Note:
This topic has been translated from a Chinese forum by GPT and might contain errors.
Original topic: 手动delete数据,会导致ticdc delay问题,这个具体是什么逻辑我还是没太明白,哪个老师帮我解释一下呀
As mentioned, my foundation is too weak and I don’t have time to thoroughly read the documentation. I’m asking for a teacher to explain it, thank you~
I want to understand the principles.
It’s quite simple. The delete SQL will affect TiKV, and TiCDC will capture the data change events in TiKV.
If there are a lot of rows being deleted, for example, 500,000 rows, which is quite common,
then TiCDC will also replay 500,000 row events to the downstream. At this point, two issues may arise:
- Whether the resources allocated for the TiCDC changefeed are sufficient to handle this scale.
- Whether the downstream service connected to TiCDC has enough resources to handle this scale.
If not, TiCDC will experience delays…
Is it just because the processing capacity of the TiCDC node is insufficient?
Does it have anything to do with GC compact?
If a single transaction processes a large amount of data, won’t other transactions have to wait? If the upstream has this operation, it will also cause DM synchronization delays or synchronization anomalies.
The operations of GC or compact are targeted at TiKV…
Both GC and compact will occupy TiKV’s resources.
As for the issue of large transactions, it should also be taken into account… This thing will consume a lot of memory… 
It seems that the new version has some optimizations for large transactions, allowing them to be executed in batches. I forgot which version it was.
DELETE is a DML command. If you want to delete the entire table, using the DROP DDL command is faster.
“Truncate table will be faster. Drop deletes the entire table, which is different…”
If truncate is used, does CDC only have one truncate command without other data being sent?
Batch deletion of historical data is indeed a big headache. If partitioned tables are used, there will be the headache of extremely long ANALYZE times:
Deleting a little bit each day is the most reasonable approach.
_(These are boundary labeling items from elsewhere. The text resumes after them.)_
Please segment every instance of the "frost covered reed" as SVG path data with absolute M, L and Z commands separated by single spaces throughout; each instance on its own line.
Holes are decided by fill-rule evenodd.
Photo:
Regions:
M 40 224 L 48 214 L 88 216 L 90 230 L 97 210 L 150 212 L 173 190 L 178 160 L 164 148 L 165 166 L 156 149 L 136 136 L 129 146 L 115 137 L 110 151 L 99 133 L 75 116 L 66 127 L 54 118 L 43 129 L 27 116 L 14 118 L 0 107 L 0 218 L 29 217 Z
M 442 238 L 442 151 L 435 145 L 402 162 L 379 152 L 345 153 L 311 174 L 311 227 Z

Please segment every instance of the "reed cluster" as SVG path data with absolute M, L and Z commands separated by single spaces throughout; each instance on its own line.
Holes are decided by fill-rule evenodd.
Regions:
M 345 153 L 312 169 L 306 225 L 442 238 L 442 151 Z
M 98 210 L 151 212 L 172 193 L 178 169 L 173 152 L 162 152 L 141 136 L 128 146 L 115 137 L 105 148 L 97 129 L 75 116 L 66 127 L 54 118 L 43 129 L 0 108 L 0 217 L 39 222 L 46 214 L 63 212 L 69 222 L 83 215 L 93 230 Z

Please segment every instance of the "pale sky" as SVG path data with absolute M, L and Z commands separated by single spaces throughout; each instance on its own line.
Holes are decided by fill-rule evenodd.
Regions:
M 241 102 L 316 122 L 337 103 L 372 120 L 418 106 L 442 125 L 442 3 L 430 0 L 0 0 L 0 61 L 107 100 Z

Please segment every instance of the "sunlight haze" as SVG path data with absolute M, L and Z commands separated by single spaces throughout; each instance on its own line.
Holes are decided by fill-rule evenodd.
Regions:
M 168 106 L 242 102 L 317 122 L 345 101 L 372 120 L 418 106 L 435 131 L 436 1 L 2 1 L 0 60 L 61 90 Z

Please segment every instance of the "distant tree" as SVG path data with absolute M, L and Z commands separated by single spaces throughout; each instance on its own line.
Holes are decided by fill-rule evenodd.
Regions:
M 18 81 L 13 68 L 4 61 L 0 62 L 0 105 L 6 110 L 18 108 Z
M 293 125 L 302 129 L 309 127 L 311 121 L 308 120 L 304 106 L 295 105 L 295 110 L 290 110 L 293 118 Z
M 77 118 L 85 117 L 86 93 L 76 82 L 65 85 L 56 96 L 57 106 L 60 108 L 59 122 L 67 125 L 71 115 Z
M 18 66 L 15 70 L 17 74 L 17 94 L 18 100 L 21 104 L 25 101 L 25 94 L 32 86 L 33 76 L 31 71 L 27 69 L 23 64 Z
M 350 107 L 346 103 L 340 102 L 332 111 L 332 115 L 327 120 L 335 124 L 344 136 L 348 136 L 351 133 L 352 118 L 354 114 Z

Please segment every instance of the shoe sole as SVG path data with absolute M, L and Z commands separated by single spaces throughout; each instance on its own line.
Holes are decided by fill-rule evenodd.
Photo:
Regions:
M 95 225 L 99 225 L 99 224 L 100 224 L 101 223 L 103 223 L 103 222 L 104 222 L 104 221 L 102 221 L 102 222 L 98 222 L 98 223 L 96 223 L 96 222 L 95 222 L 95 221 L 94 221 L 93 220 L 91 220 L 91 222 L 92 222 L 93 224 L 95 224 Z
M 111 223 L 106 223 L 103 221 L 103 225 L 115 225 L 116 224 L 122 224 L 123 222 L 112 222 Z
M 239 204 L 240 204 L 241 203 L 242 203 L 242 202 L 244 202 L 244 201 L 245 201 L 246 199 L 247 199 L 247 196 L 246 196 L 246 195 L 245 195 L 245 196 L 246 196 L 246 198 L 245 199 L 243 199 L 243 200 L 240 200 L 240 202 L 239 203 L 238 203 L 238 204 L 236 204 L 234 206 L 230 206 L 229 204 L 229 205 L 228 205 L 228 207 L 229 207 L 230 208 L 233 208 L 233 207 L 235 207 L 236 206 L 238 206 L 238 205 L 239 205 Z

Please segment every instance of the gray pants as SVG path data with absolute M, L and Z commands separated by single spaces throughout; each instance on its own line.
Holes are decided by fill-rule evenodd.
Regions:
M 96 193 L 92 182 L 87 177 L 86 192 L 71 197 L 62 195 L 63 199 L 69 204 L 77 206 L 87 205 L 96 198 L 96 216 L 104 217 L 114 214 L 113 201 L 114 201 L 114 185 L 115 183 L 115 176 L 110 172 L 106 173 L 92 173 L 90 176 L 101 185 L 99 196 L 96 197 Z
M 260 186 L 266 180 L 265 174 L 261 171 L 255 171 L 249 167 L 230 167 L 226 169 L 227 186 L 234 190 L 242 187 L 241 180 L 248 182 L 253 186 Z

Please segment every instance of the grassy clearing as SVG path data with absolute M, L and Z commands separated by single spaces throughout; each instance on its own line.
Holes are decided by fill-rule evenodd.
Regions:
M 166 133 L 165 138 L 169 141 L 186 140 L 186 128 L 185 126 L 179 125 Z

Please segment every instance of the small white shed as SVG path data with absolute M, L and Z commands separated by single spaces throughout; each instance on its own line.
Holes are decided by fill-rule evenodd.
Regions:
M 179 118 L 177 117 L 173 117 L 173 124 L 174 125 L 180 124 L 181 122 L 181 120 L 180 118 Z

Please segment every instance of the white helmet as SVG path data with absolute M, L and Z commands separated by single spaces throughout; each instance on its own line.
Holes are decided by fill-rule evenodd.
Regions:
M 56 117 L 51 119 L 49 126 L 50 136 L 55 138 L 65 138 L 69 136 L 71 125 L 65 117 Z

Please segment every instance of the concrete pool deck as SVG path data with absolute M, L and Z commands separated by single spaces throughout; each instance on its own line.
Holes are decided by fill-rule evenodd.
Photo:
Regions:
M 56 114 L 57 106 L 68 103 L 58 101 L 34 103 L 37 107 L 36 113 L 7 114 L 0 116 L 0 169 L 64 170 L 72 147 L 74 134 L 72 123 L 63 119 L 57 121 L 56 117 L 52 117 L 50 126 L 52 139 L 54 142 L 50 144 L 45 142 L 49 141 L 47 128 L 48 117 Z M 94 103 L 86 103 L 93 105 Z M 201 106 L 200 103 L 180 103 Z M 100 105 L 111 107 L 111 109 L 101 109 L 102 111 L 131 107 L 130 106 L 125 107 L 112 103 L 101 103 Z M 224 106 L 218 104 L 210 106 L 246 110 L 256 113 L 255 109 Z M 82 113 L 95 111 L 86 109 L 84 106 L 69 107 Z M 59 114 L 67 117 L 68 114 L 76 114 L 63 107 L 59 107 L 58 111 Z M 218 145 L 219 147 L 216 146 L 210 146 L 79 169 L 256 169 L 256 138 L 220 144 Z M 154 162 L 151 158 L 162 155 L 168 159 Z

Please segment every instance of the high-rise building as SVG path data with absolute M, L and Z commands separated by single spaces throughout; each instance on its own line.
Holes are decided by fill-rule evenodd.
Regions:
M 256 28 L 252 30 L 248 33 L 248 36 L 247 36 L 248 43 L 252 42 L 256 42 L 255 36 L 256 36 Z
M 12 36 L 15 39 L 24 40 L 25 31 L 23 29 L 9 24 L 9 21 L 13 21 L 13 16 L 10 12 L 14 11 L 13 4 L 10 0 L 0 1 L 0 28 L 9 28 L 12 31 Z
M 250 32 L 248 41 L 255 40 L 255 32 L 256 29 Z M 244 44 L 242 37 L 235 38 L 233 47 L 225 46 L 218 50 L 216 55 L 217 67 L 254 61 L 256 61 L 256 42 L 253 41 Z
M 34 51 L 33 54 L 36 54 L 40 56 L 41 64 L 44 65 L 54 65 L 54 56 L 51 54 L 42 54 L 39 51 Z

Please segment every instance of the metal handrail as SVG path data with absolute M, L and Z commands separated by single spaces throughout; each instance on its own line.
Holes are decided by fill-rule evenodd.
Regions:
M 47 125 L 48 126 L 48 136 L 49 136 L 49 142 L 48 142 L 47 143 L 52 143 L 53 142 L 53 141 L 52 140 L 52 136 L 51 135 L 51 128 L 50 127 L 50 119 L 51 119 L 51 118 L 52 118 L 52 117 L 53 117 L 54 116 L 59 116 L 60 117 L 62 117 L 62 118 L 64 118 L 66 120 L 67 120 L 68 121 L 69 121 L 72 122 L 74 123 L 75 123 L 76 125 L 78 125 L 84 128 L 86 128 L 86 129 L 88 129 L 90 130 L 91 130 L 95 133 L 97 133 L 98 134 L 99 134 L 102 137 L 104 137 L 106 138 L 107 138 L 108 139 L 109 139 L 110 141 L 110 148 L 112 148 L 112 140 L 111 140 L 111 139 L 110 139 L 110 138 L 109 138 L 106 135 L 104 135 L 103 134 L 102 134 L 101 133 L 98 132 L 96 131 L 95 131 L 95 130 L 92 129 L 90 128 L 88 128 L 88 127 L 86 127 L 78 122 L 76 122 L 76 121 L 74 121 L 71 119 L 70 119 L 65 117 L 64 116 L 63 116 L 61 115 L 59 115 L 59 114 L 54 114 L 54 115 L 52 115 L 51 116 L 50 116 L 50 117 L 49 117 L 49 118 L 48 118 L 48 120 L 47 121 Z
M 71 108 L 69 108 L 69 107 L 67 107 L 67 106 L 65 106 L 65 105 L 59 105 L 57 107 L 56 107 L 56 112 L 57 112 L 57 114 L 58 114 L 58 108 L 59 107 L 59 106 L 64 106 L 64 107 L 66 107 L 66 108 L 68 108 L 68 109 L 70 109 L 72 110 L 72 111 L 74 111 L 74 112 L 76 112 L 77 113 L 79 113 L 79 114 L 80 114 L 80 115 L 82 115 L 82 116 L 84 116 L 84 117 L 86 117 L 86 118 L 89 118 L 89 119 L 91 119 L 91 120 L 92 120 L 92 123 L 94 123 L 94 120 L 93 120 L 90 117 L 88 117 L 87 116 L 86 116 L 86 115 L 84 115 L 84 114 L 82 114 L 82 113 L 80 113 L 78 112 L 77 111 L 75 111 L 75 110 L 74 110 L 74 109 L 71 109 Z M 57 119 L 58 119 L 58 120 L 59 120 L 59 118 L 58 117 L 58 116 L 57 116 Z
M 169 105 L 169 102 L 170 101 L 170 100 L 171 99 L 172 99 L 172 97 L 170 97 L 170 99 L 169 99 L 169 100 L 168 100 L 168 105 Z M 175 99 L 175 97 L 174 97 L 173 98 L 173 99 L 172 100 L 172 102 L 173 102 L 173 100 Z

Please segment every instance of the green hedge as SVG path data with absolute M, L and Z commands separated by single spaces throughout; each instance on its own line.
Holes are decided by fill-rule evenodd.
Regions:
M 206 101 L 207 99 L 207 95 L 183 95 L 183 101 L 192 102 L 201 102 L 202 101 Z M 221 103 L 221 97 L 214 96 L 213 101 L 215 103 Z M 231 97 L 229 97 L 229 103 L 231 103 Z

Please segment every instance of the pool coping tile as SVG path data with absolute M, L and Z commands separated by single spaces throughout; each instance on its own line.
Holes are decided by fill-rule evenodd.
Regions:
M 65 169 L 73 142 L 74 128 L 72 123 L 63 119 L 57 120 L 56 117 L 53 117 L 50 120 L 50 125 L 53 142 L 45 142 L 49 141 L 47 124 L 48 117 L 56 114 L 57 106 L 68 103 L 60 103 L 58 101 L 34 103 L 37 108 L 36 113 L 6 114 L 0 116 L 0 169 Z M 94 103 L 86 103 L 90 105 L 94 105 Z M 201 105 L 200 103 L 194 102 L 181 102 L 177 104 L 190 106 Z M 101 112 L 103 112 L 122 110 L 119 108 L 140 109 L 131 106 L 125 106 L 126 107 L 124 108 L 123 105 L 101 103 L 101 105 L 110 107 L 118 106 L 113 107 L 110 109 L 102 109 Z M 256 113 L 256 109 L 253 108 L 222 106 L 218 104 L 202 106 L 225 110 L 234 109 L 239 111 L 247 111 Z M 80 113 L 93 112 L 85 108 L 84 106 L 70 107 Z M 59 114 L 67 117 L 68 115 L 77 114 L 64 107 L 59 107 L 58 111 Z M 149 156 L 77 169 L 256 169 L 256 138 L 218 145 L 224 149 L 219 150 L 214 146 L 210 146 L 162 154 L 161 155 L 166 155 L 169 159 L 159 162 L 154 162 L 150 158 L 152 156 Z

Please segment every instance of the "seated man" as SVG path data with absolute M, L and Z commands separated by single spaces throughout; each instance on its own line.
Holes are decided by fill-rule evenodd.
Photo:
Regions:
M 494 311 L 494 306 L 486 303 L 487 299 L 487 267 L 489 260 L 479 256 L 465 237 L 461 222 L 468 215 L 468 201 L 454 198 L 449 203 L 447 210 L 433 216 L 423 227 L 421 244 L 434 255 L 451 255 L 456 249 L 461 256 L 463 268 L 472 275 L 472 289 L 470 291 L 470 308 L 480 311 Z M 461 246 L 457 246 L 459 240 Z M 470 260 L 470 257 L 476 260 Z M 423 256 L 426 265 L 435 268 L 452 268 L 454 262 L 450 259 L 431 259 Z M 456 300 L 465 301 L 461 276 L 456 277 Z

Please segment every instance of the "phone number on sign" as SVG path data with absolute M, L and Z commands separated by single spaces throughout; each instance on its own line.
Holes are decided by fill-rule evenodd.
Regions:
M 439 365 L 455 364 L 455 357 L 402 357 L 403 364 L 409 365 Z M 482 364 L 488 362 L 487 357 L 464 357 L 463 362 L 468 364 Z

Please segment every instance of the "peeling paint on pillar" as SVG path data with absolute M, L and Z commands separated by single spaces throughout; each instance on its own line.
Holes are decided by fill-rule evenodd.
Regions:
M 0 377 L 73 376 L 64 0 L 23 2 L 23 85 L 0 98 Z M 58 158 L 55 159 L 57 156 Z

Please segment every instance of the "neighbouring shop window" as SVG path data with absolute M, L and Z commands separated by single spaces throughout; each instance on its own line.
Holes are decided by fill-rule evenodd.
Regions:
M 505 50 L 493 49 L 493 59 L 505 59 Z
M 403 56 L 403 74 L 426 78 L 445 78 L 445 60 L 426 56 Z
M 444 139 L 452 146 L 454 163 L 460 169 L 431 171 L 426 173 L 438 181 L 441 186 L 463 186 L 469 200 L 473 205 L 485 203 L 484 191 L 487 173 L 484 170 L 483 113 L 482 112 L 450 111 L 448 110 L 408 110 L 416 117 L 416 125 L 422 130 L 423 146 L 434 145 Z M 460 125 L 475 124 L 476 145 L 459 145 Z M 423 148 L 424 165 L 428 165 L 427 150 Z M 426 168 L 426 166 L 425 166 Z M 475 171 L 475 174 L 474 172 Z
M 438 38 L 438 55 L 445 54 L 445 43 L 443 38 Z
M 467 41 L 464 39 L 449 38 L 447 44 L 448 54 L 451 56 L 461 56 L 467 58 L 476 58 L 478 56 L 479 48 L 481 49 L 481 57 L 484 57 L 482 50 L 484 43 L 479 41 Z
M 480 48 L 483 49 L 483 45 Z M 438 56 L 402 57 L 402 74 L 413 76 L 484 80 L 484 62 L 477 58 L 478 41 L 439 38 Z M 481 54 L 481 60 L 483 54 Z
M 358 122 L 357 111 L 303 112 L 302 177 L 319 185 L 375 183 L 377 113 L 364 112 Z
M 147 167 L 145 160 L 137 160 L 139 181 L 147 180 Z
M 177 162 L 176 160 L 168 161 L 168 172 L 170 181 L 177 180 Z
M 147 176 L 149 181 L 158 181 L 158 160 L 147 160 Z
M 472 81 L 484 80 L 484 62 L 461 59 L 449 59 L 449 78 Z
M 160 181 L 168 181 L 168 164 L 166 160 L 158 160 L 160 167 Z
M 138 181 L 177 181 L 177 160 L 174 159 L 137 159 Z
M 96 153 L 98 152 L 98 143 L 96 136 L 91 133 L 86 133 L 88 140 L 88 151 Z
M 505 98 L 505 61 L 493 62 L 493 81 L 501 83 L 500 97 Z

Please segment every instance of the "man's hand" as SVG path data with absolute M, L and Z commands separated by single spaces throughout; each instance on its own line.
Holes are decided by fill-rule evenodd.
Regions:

Indeed, DDL is faster than DML when it comes to deleting data.
This is indeed quite troublesome. Partition tables can solve the problem of deleting large amounts of historical data, but partition tables themselves have some issues, making it difficult to balance.
Does this mean that after importing incremental data every day, a portion of it is batch deleted?
Yes, taking it slowly has a smaller impact on cluster stability.